I want to allow any valid UTF-8 characters in usernames and passwords.
Abandon all hope. Basic Authentication and Unicode don’t mix.
There is no standard(*) for how to encode non-ASCII characters into a Basic Authentication username:password token before base64ing it. Consequently every browser does something different:
- Opera uses UTF-8;
- IE uses the system’s default codepage (which you have no way of knowing, other than it’s never UTF-8), and silently mangles characters that don’t fit into to it using the Windows ‘guess a random character that looks a bit like the one you wanted or maybe just not’ secret recipe;
- Mozilla uses only the lower byte of character codepoints, which has the effect of encoding to ISO-8859-1 and mangling the non-8859-1 characters irretrievably… except when doing XMLHttpRequests, in which case it uses UTF-8;
- Safari and Chrome encode to ISO-8859-1, and fail to send the authorization header at all when a non-8859-1 character is used.
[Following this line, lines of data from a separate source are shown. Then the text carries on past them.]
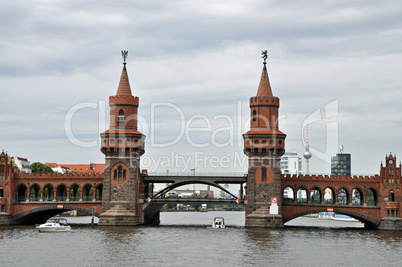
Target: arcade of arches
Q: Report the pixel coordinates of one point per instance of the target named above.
(58, 192)
(330, 196)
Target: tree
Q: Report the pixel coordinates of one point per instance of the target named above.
(38, 167)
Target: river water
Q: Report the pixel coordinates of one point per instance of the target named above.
(186, 239)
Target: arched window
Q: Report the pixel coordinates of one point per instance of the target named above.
(120, 173)
(120, 117)
(371, 197)
(343, 197)
(391, 197)
(301, 195)
(315, 195)
(288, 195)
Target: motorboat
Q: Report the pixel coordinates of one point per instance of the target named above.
(54, 224)
(344, 218)
(218, 222)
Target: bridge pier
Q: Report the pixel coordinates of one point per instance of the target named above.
(152, 220)
(391, 223)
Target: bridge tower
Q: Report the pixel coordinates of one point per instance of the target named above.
(123, 146)
(264, 144)
(390, 196)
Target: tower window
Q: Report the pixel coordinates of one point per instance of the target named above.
(119, 173)
(254, 115)
(120, 117)
(264, 174)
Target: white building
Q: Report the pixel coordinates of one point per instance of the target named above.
(290, 163)
(22, 164)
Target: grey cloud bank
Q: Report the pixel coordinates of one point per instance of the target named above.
(203, 57)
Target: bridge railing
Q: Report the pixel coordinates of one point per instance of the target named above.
(228, 174)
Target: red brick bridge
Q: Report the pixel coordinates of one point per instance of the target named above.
(32, 198)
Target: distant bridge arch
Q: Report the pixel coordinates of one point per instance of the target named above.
(369, 221)
(41, 214)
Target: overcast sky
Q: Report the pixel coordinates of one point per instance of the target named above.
(196, 64)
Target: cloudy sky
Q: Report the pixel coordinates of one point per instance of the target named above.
(194, 66)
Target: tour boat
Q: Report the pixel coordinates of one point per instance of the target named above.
(344, 218)
(54, 224)
(218, 222)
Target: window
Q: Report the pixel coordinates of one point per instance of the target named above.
(119, 173)
(120, 117)
(254, 115)
(264, 174)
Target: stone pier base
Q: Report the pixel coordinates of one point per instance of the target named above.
(391, 223)
(6, 219)
(119, 216)
(262, 219)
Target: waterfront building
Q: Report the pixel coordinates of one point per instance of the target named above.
(77, 168)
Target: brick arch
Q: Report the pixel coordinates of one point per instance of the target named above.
(294, 193)
(305, 189)
(361, 192)
(347, 191)
(319, 189)
(369, 221)
(41, 214)
(334, 194)
(37, 192)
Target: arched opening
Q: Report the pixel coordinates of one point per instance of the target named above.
(99, 192)
(329, 196)
(391, 196)
(48, 193)
(357, 197)
(371, 197)
(301, 195)
(315, 195)
(22, 193)
(343, 197)
(87, 193)
(288, 195)
(61, 193)
(74, 193)
(34, 193)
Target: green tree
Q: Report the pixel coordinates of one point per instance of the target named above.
(38, 167)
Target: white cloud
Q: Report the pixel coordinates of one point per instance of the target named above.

*: some people interpret the standard to say that either:
- it should be always ISO-8859-1, due to that being the default encoding for including raw 8-bit characters directly included in headers;
- it should be encoded using RFC2047 rules, somehow.
But neither of these proposals are on topic for inclusion in a base64-encoded auth token, and the RFC2047 reference in the HTTP spec really doesn’t work at all since all the places it might potentially be used are explicitly disallowed by the ‘atom context’ rules of RFC2047 itself, even if HTTP headers honoured the rules and extensions of the RFC822 family, which they don’t.
In summary: ugh. There is little-to-no hope of this ever being fixed in the standard or in the browsers other than Opera. It’s just one more factor driving people away from HTTP Basic Authentication in favour of non-standard and less-accessible cookie-based authentication schemes. Shame really.